Even if we never learn how many jobs the program saved, however, it seems fairly clear that we spent too much money on it. Each individual loan distributed under the program was relatively small, but the overall cost of the program was enormous.

Depending on who you ask, the program could have cost over $220,000 per job saved.

One of the most cited studies, led by a Massachusetts Institute of Technology economist David Autor, pegged the jobs saved by PPP’s first round at a fairly low 2.3 million -- at a high cost of $224,000 per job. At the other end of the spectrum, two Federal Reserve economists estimated in January that PPP preserved 13 million jobs at a more modest $43,000 each. [...]

About 46% of small businesses that had their PPP loans fully funded were forced to cut jobs at some point since March 1, 2020, while 71% of those that got no PPP loans said they reduced their workforce, according to a 2021 Federal Reserve survey.

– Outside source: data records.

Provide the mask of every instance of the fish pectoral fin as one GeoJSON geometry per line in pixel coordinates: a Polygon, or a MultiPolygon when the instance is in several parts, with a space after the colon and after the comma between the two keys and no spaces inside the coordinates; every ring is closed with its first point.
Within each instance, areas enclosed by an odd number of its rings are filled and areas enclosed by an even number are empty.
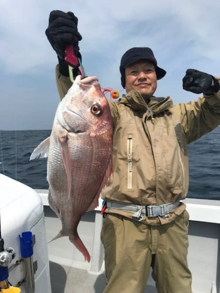
{"type": "Polygon", "coordinates": [[[71,160],[67,144],[67,134],[58,137],[61,155],[67,179],[68,198],[70,197],[71,185],[71,160]]]}
{"type": "Polygon", "coordinates": [[[61,212],[60,209],[57,208],[56,204],[54,202],[53,198],[52,197],[51,193],[49,188],[49,190],[48,192],[48,201],[49,203],[49,205],[52,209],[55,212],[57,216],[61,219],[61,212]]]}
{"type": "Polygon", "coordinates": [[[30,157],[30,161],[42,158],[47,158],[50,146],[50,137],[44,139],[37,146],[30,157]]]}
{"type": "Polygon", "coordinates": [[[100,196],[101,192],[105,187],[106,184],[109,181],[109,179],[110,178],[111,174],[112,174],[113,173],[112,170],[112,157],[111,156],[109,163],[109,166],[108,166],[108,167],[106,169],[106,173],[103,177],[103,179],[102,181],[100,186],[99,187],[99,188],[98,189],[97,192],[95,195],[93,201],[92,201],[92,203],[90,205],[87,211],[89,211],[89,210],[93,210],[96,208],[97,208],[98,206],[99,198],[100,196]]]}

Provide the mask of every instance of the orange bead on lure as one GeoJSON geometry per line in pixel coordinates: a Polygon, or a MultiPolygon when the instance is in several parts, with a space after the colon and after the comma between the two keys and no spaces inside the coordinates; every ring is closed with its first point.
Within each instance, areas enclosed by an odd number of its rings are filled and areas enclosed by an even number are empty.
{"type": "Polygon", "coordinates": [[[112,89],[110,87],[106,87],[103,89],[102,92],[105,94],[106,93],[110,92],[111,98],[112,99],[117,99],[119,97],[120,94],[117,89],[112,89]]]}

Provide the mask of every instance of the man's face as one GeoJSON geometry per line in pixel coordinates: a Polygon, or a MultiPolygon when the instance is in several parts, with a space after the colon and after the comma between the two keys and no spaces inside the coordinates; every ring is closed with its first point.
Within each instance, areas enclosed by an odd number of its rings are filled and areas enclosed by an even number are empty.
{"type": "Polygon", "coordinates": [[[125,68],[125,89],[138,91],[143,98],[150,98],[156,90],[156,75],[154,64],[141,59],[125,68]]]}

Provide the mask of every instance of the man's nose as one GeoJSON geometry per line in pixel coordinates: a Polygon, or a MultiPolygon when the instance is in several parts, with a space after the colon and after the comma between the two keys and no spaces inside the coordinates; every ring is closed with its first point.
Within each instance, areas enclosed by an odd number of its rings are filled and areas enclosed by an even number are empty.
{"type": "Polygon", "coordinates": [[[145,74],[145,73],[144,72],[144,71],[140,71],[140,72],[138,74],[138,76],[137,77],[137,79],[138,80],[143,80],[143,79],[146,80],[147,79],[147,76],[145,74]]]}

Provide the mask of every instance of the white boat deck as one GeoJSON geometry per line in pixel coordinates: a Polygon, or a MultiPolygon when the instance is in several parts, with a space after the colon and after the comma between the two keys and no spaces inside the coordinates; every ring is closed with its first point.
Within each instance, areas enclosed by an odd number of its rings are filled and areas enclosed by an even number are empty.
{"type": "MultiPolygon", "coordinates": [[[[38,190],[44,205],[48,239],[54,237],[61,223],[48,207],[47,190],[38,190]]],[[[193,274],[193,293],[220,293],[220,201],[187,199],[190,214],[189,266],[193,274]]],[[[67,237],[48,245],[52,293],[101,293],[106,286],[104,251],[100,241],[101,206],[87,213],[78,232],[91,255],[90,264],[67,237]]],[[[151,273],[145,293],[156,293],[151,273]]]]}

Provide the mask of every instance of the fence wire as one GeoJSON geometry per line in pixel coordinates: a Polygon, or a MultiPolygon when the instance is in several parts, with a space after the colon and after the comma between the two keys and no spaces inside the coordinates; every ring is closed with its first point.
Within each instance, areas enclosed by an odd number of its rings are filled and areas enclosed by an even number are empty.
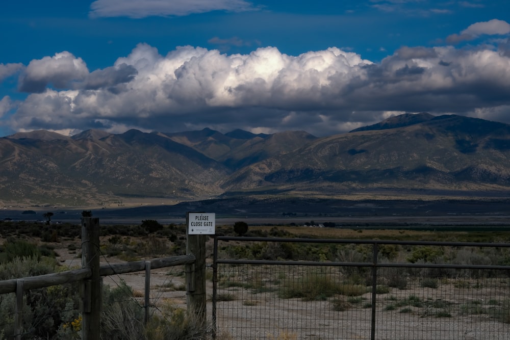
{"type": "Polygon", "coordinates": [[[242,261],[217,265],[218,339],[510,338],[507,269],[242,261]]]}

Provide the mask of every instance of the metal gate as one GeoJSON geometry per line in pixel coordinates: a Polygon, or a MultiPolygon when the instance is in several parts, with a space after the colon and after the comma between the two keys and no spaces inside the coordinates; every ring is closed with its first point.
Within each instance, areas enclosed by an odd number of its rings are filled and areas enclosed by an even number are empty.
{"type": "Polygon", "coordinates": [[[215,336],[507,339],[506,261],[506,243],[217,237],[215,336]]]}

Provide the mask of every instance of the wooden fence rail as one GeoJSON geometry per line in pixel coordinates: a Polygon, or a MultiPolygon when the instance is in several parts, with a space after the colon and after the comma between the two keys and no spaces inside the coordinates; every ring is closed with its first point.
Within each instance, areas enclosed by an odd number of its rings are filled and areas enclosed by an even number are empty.
{"type": "MultiPolygon", "coordinates": [[[[200,287],[205,282],[195,282],[203,278],[194,275],[195,266],[205,268],[205,264],[196,263],[193,254],[150,260],[136,261],[123,264],[99,266],[99,220],[97,218],[82,218],[82,264],[83,268],[60,273],[47,274],[37,276],[23,277],[0,281],[0,294],[15,293],[16,295],[14,324],[15,338],[21,338],[21,311],[22,308],[23,294],[25,291],[43,288],[53,285],[81,281],[83,284],[82,313],[83,317],[82,338],[97,340],[99,336],[99,320],[100,315],[100,280],[95,276],[109,276],[120,274],[145,271],[145,318],[148,316],[148,292],[150,289],[150,271],[175,266],[186,266],[186,287],[188,297],[195,295],[195,287],[200,287]],[[95,275],[94,275],[95,274],[95,275]]],[[[202,249],[204,247],[202,247],[202,249]]],[[[200,298],[201,292],[199,292],[200,298]]],[[[200,304],[205,305],[205,301],[200,304]]],[[[189,306],[189,307],[190,307],[189,306]]],[[[205,310],[203,311],[205,312],[205,310]]],[[[204,316],[202,316],[205,317],[204,316]]]]}

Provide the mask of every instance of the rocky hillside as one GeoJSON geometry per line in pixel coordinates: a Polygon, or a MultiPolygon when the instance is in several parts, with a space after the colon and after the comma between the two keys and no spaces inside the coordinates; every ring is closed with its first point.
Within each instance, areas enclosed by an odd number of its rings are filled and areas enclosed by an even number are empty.
{"type": "MultiPolygon", "coordinates": [[[[456,115],[393,117],[349,133],[47,131],[0,139],[4,202],[126,197],[335,197],[377,192],[510,192],[510,125],[456,115]]],[[[506,194],[505,194],[506,193],[506,194]]]]}

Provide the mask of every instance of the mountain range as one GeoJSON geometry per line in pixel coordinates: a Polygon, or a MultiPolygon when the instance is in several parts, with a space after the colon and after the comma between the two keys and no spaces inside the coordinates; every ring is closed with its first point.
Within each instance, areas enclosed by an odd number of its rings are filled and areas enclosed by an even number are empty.
{"type": "Polygon", "coordinates": [[[46,130],[0,139],[0,204],[510,195],[510,125],[405,114],[350,132],[46,130]]]}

Companies getting PPP loans, which were forgivable under conditions including spending a majority of the funds on payroll, were much more likely to try to rehire the workers later, the survey showed.

Costing between $43,000 to $224,000 per job saved is obviously a very wide spread. Assuming the truth is somewhere in the middle of those figures, we can say that the program cost more than most payrolls did.

Some businesses received PPP loans totaling in the millions, but the vast majority of the 11.6 million loans distributed by the Small Business Administration were relatively small in comparison. Most small business applicants received less than the projected cost of $43,000 per job and that's the most conservative cost estimate.

I've always said we should have sent the money directly to Americans in the form of additional stimulus checks and these estimates support that in hindsight. It would have been more equitable if we did.

Additional studies will tell us more over time, but right now it looks like we sunk nearly a trillion into this program and a large portion if not most of it was siphoned off by corporate middle-men and fraudsters. Legitimate small businesses owners who were helped by the program are undoubtedly thankful for it and I'm glad for them, but this is a lot of money we can't even account for.

It's not a direct comparison, but spending $800 billion on an unaccountable program during an emergency feels like we just spent a similar amount on unaccountable military contractors in Iraq again. A lot of the money is just gone with no recourse.